The hype is what slowed me down as far as getting to reading it. I wasn’t sure what it was going to be when I saw it hovering on my TBR but I have to say it wasn’t what I thought it was going to be. The letters keep the pace moving and they are written with so much personality and charm. It was also one of those books that show a broad love for other books as well so it had me grinning a lot.

Pros

The writing was light and cheerful with a ton of personality saturating the letters that told the story. There was so much charm to the characters. Like I said before the style really kept the pace moving and I found myself swept away by the letters. I loved getting to know the islanders and hearing more about their histories.

The characters were a lot of fun too. Sometimes they felt a touch cut and dry, the good ones were quirky and accepting the harsher characters were nothing but bad. It works for the story and especially in personal letters but there were some occasions that felt a little over simplified. That being said I loved getting to know everyone and their eccentricities.
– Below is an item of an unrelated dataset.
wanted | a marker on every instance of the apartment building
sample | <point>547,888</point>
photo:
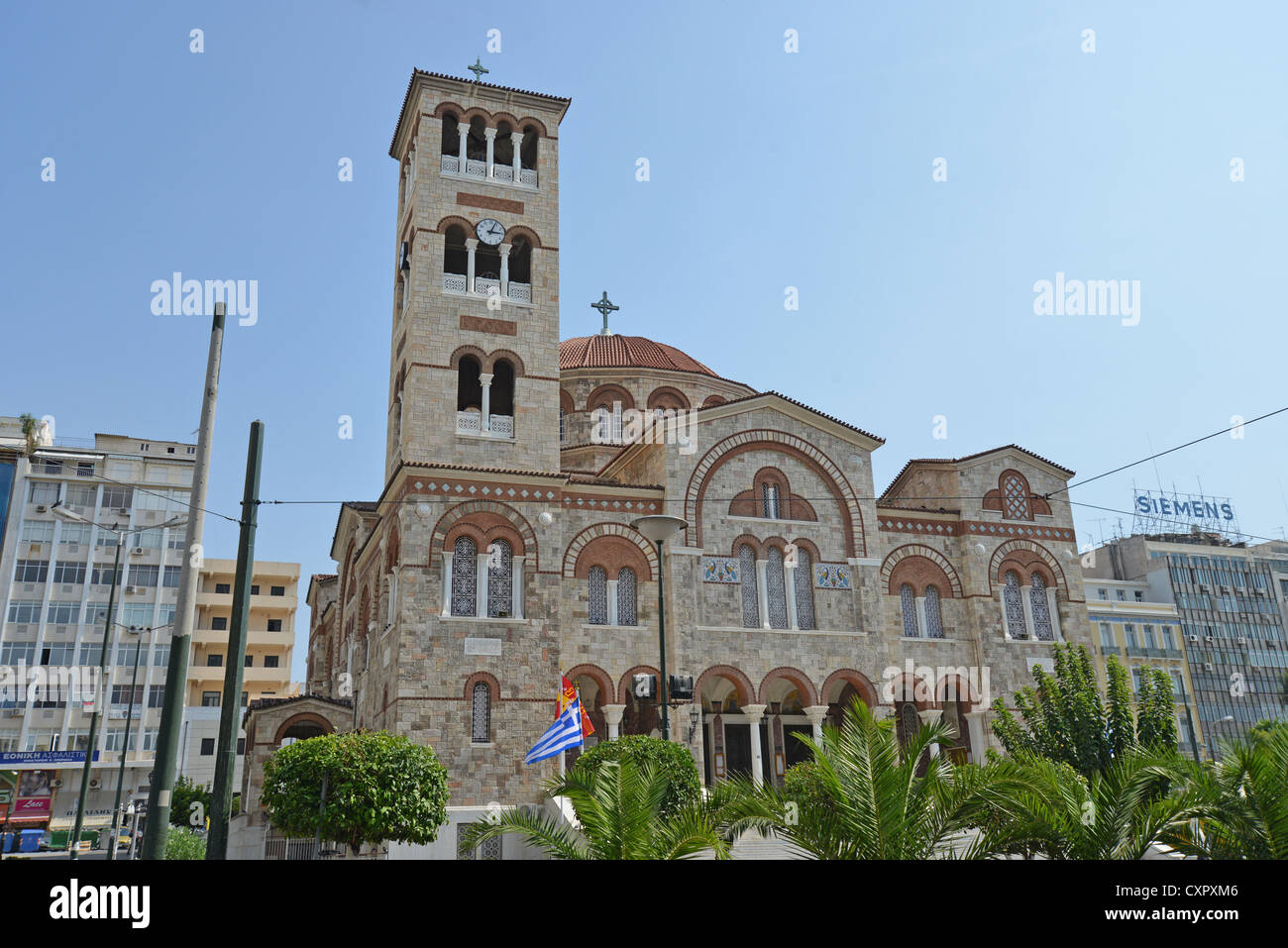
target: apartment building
<point>269,646</point>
The letters were used well to work with the “negative space” of a character, revealing things but not saying things directly or dancing around them in the most intriguing way.

I wasn’t sure at first how I felt about this kind of representation of World War II. It talks about bombings and occupations and death camps. It brings up the trauma and the fear people experienced in the unknowable times. It also shows the Germans in Guernsey as human, capable of kindness and empathy. It shows a population that had to ship out their children to protect them but also one that cared about some of the soldiers that were there to threaten them.
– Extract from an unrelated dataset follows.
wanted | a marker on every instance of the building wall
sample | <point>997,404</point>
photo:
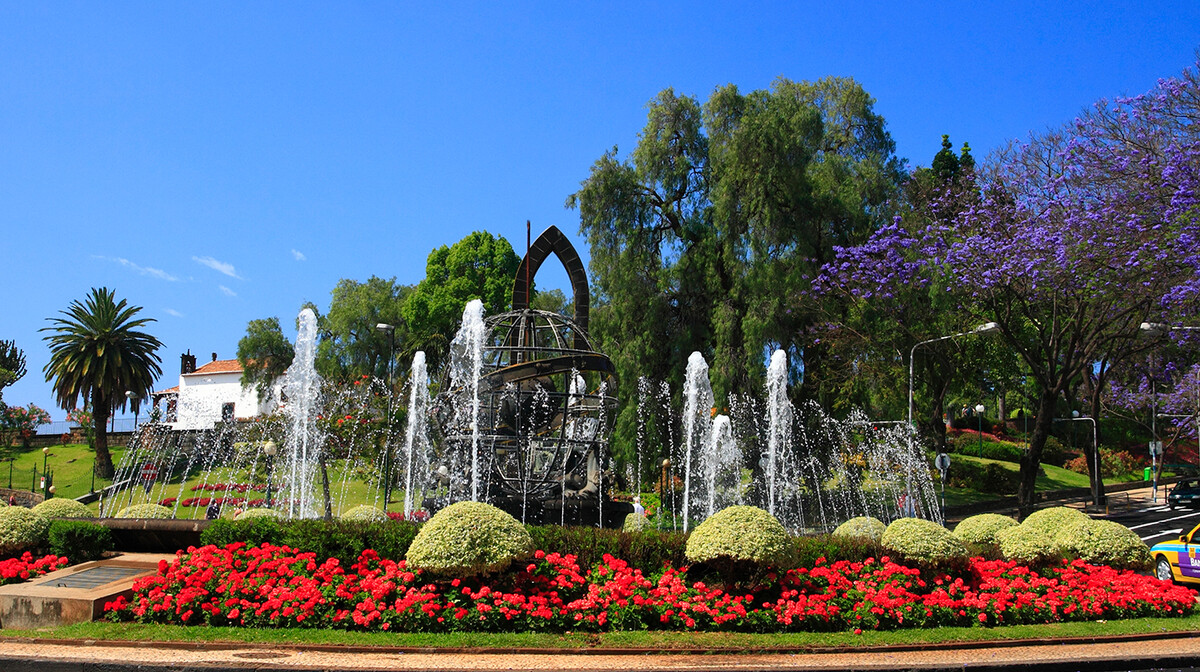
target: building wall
<point>202,396</point>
It felt unrealistic at first. Things were “too easy” the ravages of war glossed over for another witty line and I have seen some levelling criticisms at the book for the very same reason. But there are different ways the ripples of war touch everywhere. Having to send your kid away during uncertain times is terrifying on so many different levels.

Cons

So, yeah, the premise is a bit far fetched. The likelihood of a well to do author responding to a letter from a nobody far away, let alone sending books to a distant island when funds and life were hard seems pretty slim. That being said, there is the war to consider and people were wanting to connect and talk about what they had gone through. I don’t know, I could see it happening just maybe. I don’t know if I would really consider far-fetched a real criticism but it can distracting for some readers.
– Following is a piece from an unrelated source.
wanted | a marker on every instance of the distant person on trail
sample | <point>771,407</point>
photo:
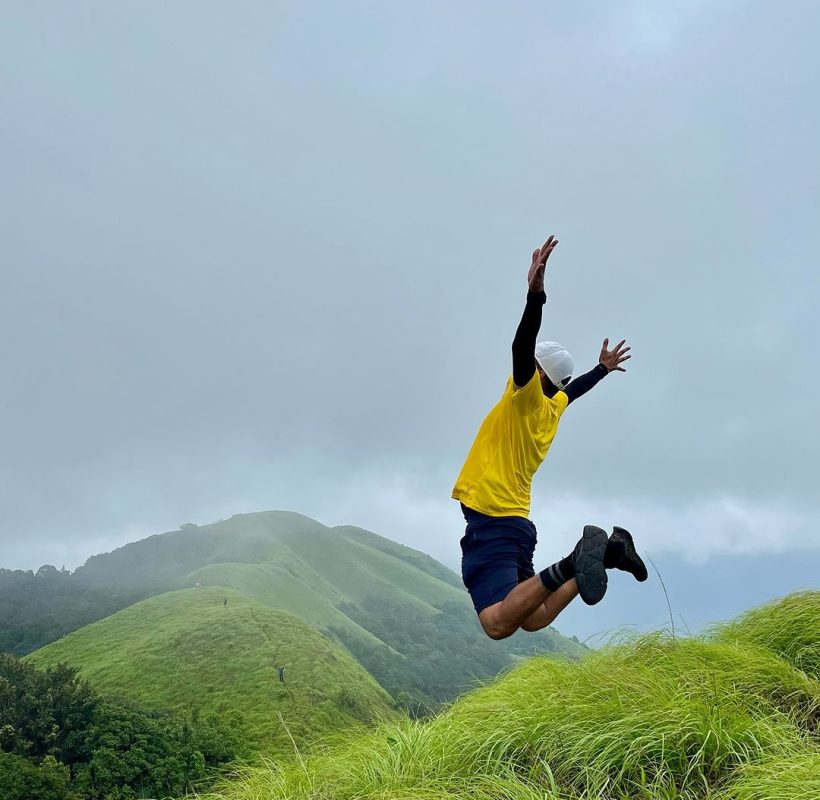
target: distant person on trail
<point>494,486</point>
Juliet does have the tinge of Mary Sue going on but to be honest it wasn’t super noticeable to me. It might the overarching letter device, but it is a one on one interaction. People tend to be nicer and more flattering when there isn’t anyone else watching. Plus, I liked Juliet a lot as well. She had some crazy antics but it felt more like it was more of a case of her loud personality leaking through.

A big thing that might frustrate people is the soft way World War II is shown. The German soldiers are shown in a sympathetic light in some areas, one of them even painted as a *gasp* decent person. I felt honestly that it was probably a level of accurate as far as humans far from the actual fighting doing their “jobs.” Not all of them were decent. There was still a war going on and Elizabeth and Remy in particular suffered the consequences. Much of it was based on actual occupations events even if the characters were fabricated.

Final Thoughts

The hype kept me away from this for a long time. The title was also a strange emotional tie for me. My family has ties to the isle and I wasn’t sure how I was going to feel after being exposed to more information about it. Turns out I freaking loved it.

It was more simple than I thought it was going to be. Not in a bad way but I am not super into the crazy dramatic and I was not sure how this was going to play out. The epistolary style actually really worked for me. I know a lot of people took issue with it but I felt it gave a good sample of the characters and their personalities as well as keeping the story moving.